Sunday, November 01, 2009

Bonanza Column 157 – The County is a Nuisance

Maybe it's because I grew up in a small town, but I've always believed that the closer government is to the people being governed, the more likely it is that the governing will be well done. I think this is doubly true when the relevant issues being considered by the governing body are essentially local in nature.

When the local nuisance task force began working some time ago, it was, as I understand it, under the premise that the County was committed to a nuisance ordinance that would have room in it for significant local determination. It seems obvious to me that Incline is very different from, say, Spanish Springs or Sun Valley, or other parts of the County. We are a mountain community with significantly higher property values and issues of scenery, tourism, recreation, etc. that are different from those faced by other communities. They are in the valley, more rural, with different scenic and land use standards. We're not better and they're not worse, just different, so the idea of leaving part of the County nuisance ordinance "blank" so that local communities could tailor it to their needs and preferences made sense, at least to me.

Then all of a sudden we heard that, somehow, vacation rentals were under consideration as a nuisance factor. Probably not a big issue in Sun Valley, but a major one here. We have a significant industry in vacation rentals – we have exactly one hotel and one motel here, and many property owners derive real income from renting their properties part of the time, whether because they are "snowbirds" (or sunbirds) or because their property in IV/CB is an investment property.

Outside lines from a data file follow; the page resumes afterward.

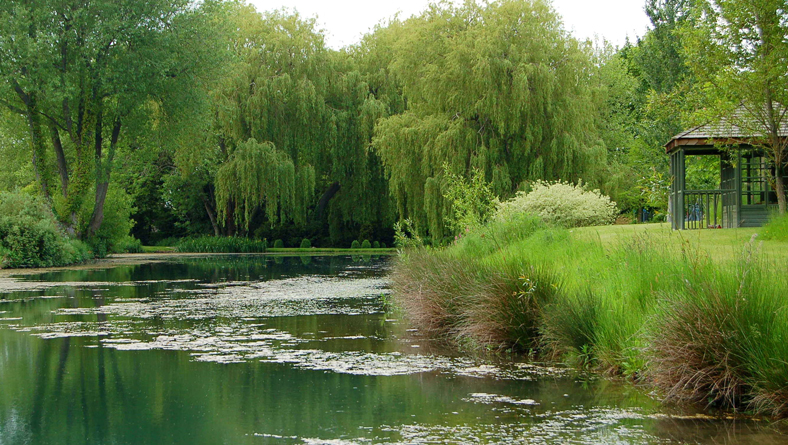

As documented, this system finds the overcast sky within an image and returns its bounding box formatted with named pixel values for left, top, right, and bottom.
left=249, top=0, right=649, bottom=49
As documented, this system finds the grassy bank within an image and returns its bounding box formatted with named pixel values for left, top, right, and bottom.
left=394, top=217, right=788, bottom=417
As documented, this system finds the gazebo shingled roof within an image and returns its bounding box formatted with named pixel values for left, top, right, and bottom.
left=665, top=108, right=788, bottom=153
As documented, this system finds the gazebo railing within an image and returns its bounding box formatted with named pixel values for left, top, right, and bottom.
left=684, top=190, right=735, bottom=229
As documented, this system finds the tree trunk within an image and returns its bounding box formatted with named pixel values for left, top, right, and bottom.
left=774, top=163, right=786, bottom=215
left=16, top=93, right=52, bottom=202
left=87, top=182, right=109, bottom=237
left=49, top=124, right=68, bottom=200
left=87, top=116, right=120, bottom=237
left=202, top=196, right=222, bottom=237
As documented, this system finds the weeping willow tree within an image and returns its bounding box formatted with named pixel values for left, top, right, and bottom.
left=373, top=0, right=605, bottom=238
left=206, top=6, right=392, bottom=242
left=216, top=138, right=315, bottom=230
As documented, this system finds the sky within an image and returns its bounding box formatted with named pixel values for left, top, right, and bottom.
left=249, top=0, right=649, bottom=49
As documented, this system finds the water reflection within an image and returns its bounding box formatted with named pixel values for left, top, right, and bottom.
left=0, top=256, right=785, bottom=445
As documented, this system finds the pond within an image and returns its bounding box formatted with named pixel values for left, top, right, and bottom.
left=0, top=255, right=786, bottom=445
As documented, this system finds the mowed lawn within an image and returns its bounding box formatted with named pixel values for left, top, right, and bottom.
left=572, top=223, right=788, bottom=262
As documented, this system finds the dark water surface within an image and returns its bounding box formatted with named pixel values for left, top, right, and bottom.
left=0, top=256, right=788, bottom=445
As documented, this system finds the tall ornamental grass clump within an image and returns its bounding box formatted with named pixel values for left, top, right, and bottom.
left=392, top=249, right=560, bottom=351
left=175, top=236, right=268, bottom=253
left=0, top=192, right=93, bottom=268
left=758, top=213, right=788, bottom=241
left=393, top=205, right=788, bottom=417
left=495, top=181, right=618, bottom=227
left=647, top=242, right=788, bottom=417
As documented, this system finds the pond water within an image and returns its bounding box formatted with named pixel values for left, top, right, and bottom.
left=0, top=255, right=786, bottom=445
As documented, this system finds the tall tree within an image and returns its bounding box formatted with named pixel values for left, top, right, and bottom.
left=0, top=0, right=222, bottom=237
left=206, top=6, right=389, bottom=243
left=683, top=0, right=788, bottom=213
left=374, top=0, right=605, bottom=238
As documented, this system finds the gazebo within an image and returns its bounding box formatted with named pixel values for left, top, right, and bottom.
left=665, top=112, right=788, bottom=230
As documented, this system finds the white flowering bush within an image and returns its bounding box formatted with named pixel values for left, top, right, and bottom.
left=495, top=181, right=618, bottom=227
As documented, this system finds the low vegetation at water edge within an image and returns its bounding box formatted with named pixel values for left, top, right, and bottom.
left=175, top=236, right=268, bottom=253
left=393, top=215, right=788, bottom=417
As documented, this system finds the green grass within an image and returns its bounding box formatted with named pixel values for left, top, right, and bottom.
left=393, top=219, right=788, bottom=416
left=175, top=236, right=268, bottom=253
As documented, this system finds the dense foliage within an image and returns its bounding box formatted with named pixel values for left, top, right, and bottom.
left=0, top=192, right=91, bottom=268
left=0, top=0, right=788, bottom=254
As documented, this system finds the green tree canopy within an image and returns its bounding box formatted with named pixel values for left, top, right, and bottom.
left=374, top=0, right=604, bottom=237
left=683, top=0, right=788, bottom=213
left=0, top=0, right=219, bottom=236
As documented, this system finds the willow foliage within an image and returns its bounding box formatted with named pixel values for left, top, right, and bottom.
left=216, top=139, right=315, bottom=229
left=209, top=6, right=391, bottom=238
left=373, top=0, right=604, bottom=237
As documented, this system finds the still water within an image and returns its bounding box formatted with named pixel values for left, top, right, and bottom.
left=0, top=255, right=788, bottom=445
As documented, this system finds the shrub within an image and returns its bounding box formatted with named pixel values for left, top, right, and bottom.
left=495, top=181, right=618, bottom=227
left=0, top=193, right=91, bottom=267
left=112, top=235, right=142, bottom=253
left=175, top=236, right=268, bottom=253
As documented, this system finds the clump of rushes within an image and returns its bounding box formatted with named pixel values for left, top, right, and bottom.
left=392, top=249, right=560, bottom=351
left=175, top=236, right=268, bottom=253
left=393, top=210, right=788, bottom=417
left=647, top=241, right=788, bottom=417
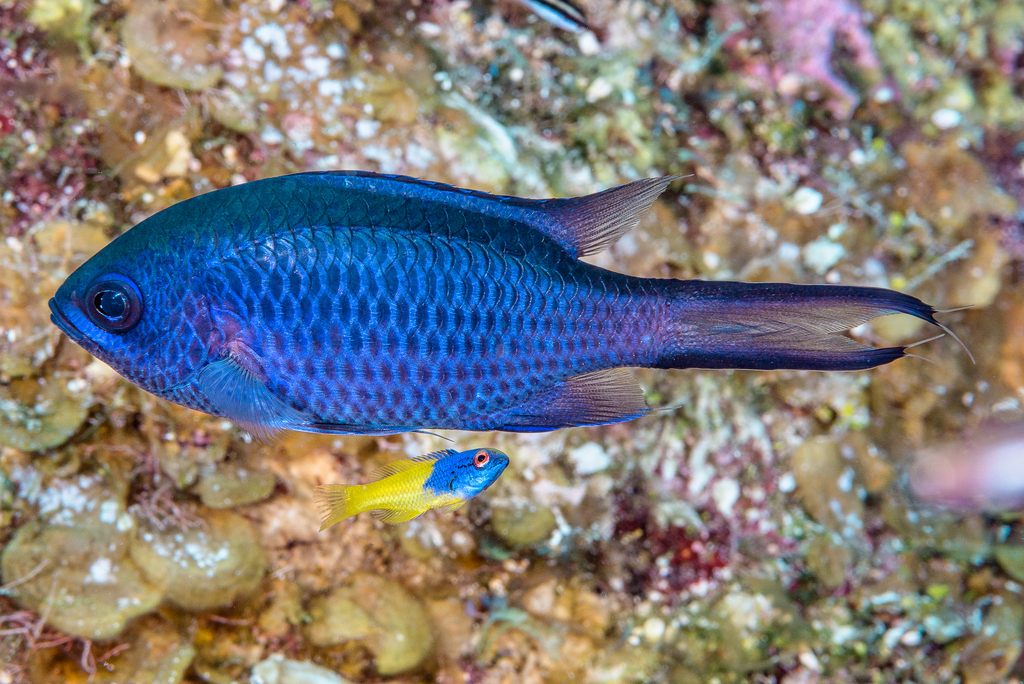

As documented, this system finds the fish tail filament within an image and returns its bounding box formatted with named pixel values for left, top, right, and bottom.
left=655, top=281, right=942, bottom=371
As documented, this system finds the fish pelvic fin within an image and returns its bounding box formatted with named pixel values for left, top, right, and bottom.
left=655, top=281, right=945, bottom=371
left=536, top=176, right=682, bottom=257
left=373, top=508, right=427, bottom=525
left=314, top=484, right=364, bottom=531
left=495, top=369, right=650, bottom=432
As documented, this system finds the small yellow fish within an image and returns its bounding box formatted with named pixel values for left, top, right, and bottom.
left=316, top=448, right=509, bottom=531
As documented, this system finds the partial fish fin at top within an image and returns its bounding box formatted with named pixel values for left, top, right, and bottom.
left=370, top=448, right=458, bottom=482
left=495, top=369, right=650, bottom=432
left=198, top=347, right=306, bottom=439
left=537, top=176, right=682, bottom=257
left=656, top=281, right=939, bottom=371
left=519, top=0, right=590, bottom=33
left=314, top=484, right=360, bottom=531
left=373, top=508, right=426, bottom=525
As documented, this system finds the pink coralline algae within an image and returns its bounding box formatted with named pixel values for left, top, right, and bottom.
left=763, top=0, right=882, bottom=120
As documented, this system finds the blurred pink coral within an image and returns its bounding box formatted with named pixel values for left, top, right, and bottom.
left=762, top=0, right=882, bottom=120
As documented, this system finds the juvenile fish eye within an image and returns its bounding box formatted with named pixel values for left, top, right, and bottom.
left=473, top=451, right=490, bottom=468
left=85, top=275, right=142, bottom=333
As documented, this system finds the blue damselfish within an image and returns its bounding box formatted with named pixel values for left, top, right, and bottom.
left=50, top=172, right=954, bottom=434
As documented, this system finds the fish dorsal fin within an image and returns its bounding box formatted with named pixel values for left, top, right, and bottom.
left=498, top=369, right=650, bottom=430
left=373, top=508, right=426, bottom=525
left=198, top=346, right=306, bottom=439
left=370, top=448, right=458, bottom=482
left=311, top=171, right=682, bottom=257
left=537, top=176, right=682, bottom=257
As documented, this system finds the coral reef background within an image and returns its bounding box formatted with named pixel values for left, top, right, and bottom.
left=0, top=0, right=1024, bottom=684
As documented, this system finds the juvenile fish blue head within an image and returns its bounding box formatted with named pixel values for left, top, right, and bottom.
left=423, top=448, right=509, bottom=499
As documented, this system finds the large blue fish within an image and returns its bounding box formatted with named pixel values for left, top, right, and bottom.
left=50, top=172, right=954, bottom=434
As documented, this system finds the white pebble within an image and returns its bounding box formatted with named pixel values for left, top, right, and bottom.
left=568, top=441, right=611, bottom=475
left=579, top=31, right=601, bottom=56
left=804, top=238, right=846, bottom=275
left=793, top=186, right=824, bottom=215
left=711, top=477, right=739, bottom=517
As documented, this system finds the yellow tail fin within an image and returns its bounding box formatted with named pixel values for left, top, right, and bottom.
left=316, top=484, right=362, bottom=531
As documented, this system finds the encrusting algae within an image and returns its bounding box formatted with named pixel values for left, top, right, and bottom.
left=0, top=0, right=1024, bottom=684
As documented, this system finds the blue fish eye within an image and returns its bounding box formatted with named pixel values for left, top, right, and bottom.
left=85, top=273, right=142, bottom=333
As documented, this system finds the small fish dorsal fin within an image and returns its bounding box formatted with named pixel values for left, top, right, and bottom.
left=370, top=448, right=458, bottom=482
left=535, top=176, right=682, bottom=257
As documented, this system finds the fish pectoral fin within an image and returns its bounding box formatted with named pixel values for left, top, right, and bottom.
left=370, top=448, right=457, bottom=481
left=496, top=369, right=650, bottom=431
left=373, top=508, right=426, bottom=525
left=198, top=345, right=307, bottom=438
left=536, top=176, right=682, bottom=257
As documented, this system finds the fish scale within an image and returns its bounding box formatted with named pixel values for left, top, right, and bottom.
left=50, top=172, right=945, bottom=434
left=211, top=226, right=655, bottom=429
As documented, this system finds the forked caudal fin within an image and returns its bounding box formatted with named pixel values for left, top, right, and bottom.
left=656, top=281, right=970, bottom=371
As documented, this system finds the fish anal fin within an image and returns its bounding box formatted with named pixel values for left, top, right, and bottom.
left=370, top=448, right=457, bottom=482
left=498, top=369, right=650, bottom=431
left=373, top=508, right=426, bottom=525
left=537, top=176, right=682, bottom=257
left=198, top=344, right=306, bottom=439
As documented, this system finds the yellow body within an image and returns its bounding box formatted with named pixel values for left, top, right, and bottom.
left=316, top=457, right=466, bottom=531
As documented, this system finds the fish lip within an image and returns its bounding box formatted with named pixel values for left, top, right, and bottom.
left=49, top=297, right=96, bottom=352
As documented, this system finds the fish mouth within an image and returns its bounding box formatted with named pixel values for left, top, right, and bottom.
left=49, top=298, right=96, bottom=352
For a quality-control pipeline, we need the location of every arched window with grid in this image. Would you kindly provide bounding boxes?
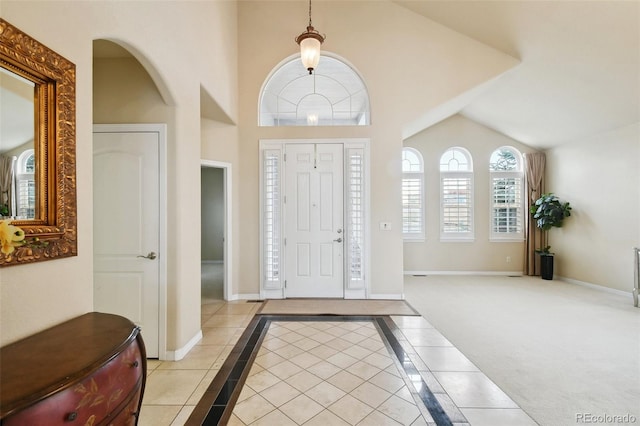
[489,146,524,241]
[440,147,474,241]
[402,148,425,240]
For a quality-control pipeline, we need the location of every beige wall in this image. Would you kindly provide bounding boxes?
[238,1,517,296]
[404,115,533,274]
[546,124,640,292]
[0,0,238,351]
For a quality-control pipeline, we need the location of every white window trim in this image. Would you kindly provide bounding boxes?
[489,171,524,242]
[259,138,371,299]
[402,147,426,243]
[438,146,475,243]
[440,172,475,242]
[489,146,525,243]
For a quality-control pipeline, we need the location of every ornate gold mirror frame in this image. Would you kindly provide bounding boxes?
[0,18,78,266]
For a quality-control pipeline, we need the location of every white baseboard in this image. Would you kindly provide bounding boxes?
[554,275,633,297]
[229,293,261,300]
[369,293,404,300]
[404,271,522,276]
[166,330,202,361]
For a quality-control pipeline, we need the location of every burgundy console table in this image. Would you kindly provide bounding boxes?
[0,312,147,426]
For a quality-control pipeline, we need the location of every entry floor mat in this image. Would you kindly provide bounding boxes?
[187,315,458,426]
[259,299,420,316]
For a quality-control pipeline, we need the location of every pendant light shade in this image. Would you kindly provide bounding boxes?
[296,0,325,74]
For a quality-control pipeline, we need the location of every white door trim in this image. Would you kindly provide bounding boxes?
[258,138,371,299]
[93,123,168,360]
[200,160,235,300]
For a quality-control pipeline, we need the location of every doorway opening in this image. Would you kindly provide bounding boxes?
[200,160,232,305]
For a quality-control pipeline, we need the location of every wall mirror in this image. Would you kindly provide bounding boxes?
[0,18,77,266]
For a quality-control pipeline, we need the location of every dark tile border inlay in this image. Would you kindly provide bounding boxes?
[185,315,453,426]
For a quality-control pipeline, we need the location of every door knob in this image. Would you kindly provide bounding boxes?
[136,251,158,260]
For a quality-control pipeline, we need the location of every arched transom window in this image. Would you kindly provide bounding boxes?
[259,55,370,126]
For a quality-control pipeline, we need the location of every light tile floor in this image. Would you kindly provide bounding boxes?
[139,300,536,426]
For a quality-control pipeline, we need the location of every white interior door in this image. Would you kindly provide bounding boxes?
[93,131,160,358]
[284,144,344,297]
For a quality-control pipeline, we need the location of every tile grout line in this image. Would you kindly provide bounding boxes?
[186,310,460,426]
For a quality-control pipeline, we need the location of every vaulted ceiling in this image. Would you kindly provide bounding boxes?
[393,0,640,149]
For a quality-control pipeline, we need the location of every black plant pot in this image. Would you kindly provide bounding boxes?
[540,254,553,280]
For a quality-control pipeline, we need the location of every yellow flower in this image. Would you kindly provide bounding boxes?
[0,220,24,254]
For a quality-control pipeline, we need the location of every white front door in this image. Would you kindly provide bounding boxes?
[284,144,344,297]
[93,131,163,358]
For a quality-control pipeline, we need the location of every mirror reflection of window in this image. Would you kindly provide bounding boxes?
[0,67,36,219]
[15,149,36,219]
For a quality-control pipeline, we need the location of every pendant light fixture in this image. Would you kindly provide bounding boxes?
[296,0,325,74]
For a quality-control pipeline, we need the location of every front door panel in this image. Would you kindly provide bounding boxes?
[284,144,344,297]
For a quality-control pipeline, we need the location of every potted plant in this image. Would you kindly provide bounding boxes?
[530,192,571,280]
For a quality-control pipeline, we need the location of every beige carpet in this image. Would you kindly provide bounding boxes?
[259,299,419,315]
[404,276,640,426]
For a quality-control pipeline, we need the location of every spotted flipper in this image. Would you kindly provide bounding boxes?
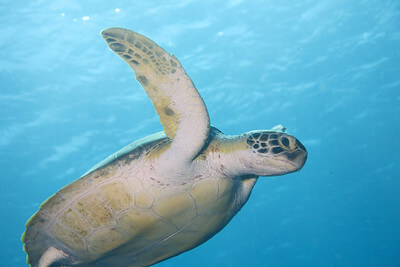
[101,28,210,165]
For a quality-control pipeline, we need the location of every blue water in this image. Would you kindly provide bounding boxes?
[0,0,400,266]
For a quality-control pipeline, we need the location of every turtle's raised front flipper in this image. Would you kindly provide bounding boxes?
[101,28,210,165]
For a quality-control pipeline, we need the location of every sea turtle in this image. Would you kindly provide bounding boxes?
[22,28,307,267]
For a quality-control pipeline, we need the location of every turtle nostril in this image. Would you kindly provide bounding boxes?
[281,137,290,148]
[296,139,307,151]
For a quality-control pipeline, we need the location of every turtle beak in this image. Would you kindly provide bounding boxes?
[283,136,308,171]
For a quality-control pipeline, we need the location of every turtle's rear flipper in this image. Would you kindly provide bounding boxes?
[37,247,78,267]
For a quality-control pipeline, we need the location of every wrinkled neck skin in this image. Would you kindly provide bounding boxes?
[196,134,258,179]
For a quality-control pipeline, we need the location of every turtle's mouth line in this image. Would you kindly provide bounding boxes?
[275,159,303,174]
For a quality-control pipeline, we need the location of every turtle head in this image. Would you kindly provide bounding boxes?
[245,126,307,176]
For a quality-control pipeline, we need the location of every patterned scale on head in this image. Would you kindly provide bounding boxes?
[22,28,307,267]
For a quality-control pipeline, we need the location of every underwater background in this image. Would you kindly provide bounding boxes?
[0,0,400,266]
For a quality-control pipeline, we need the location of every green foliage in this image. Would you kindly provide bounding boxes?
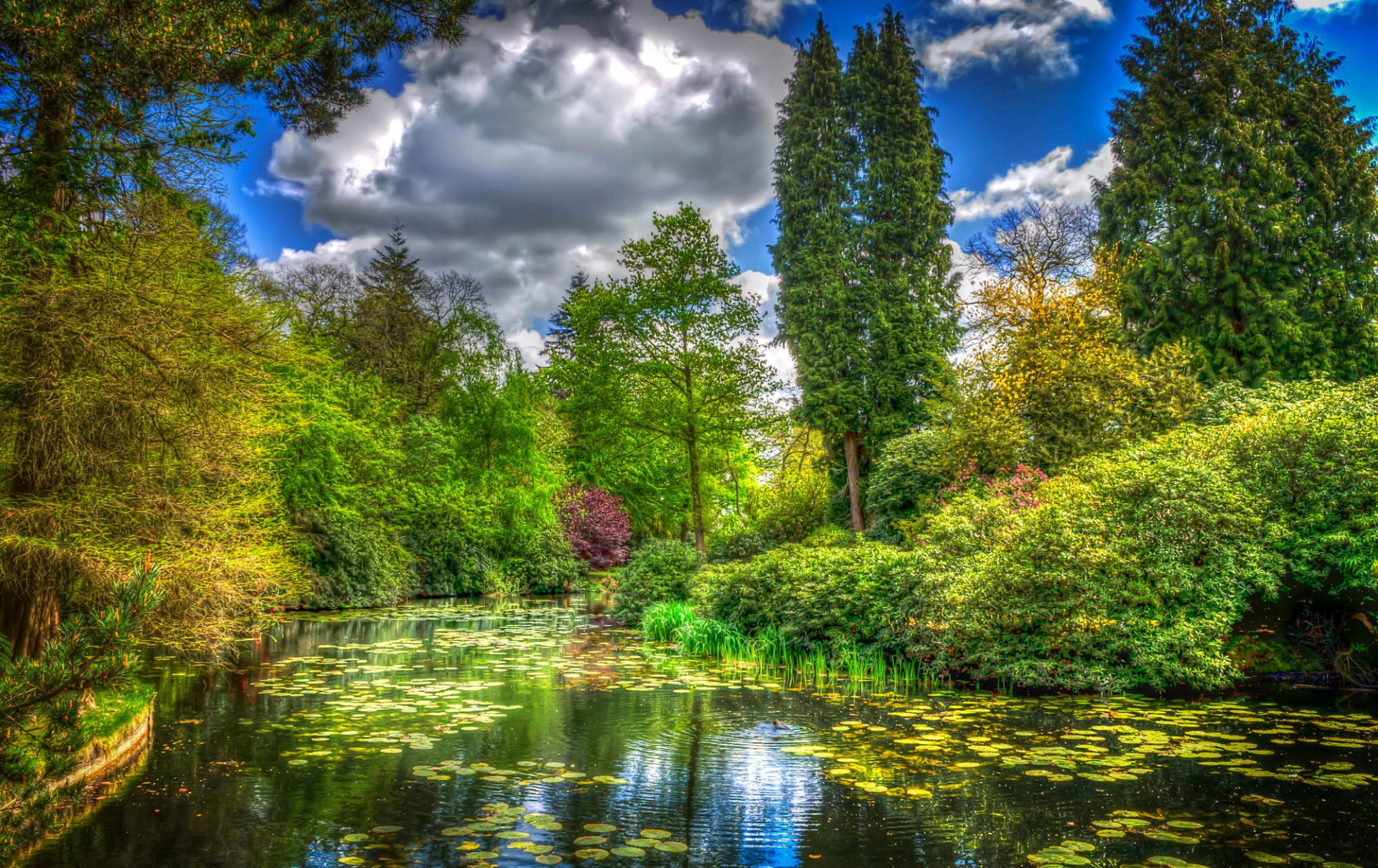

The Incline Village Board of Realtors took a strong position against this idea, as was their right and, one thinks, their responsibility to their members and clients, and the next thing we know, the County Board of Commissioners, including our own representative, not only eliminates the offensive position against rentals but also seems poised to throw out the whole idea of local "tailoring" of the nuisance ordinance.

The Vice-Chair of the Board said "I do not support Incline having their own design and their own modifiers. If it's fair for them it should be fair for every other community." Well, gee – wasn't that the whole idea – for any community that wanted to have their "own design and their own modifiers" to be able to do that, or am I missing something?

On the face of it this looks like good old-fashioned Incline-bashing by the Board, and I'm very disappointed that John Breternitz, our Commissioner, went along with it. Breternitz is quoted in this newspaper as saying that the year and a half of work that was done by our working group can be incorporated into land use rules or community plans if "the proponents of these custom provisions get broad public support." How broad? County-wide? What about TRPA, John? Don't we have enough government bodies to answer to?

If I were the cynical type, I'd say that the absurd rental provision was floated knowing that the realtors and others would rise up in protest, giving the Board an excuse to go back on the policy they announced almost two years ago and to trash eighteen months' work by a group of dedicated volunteers. Whether that's true or not, it seems clear once again that until we have local rule we are going to continue to be treated like stepchildren (and rich ones, at that) by the County and even by our own Commissioner. For shame.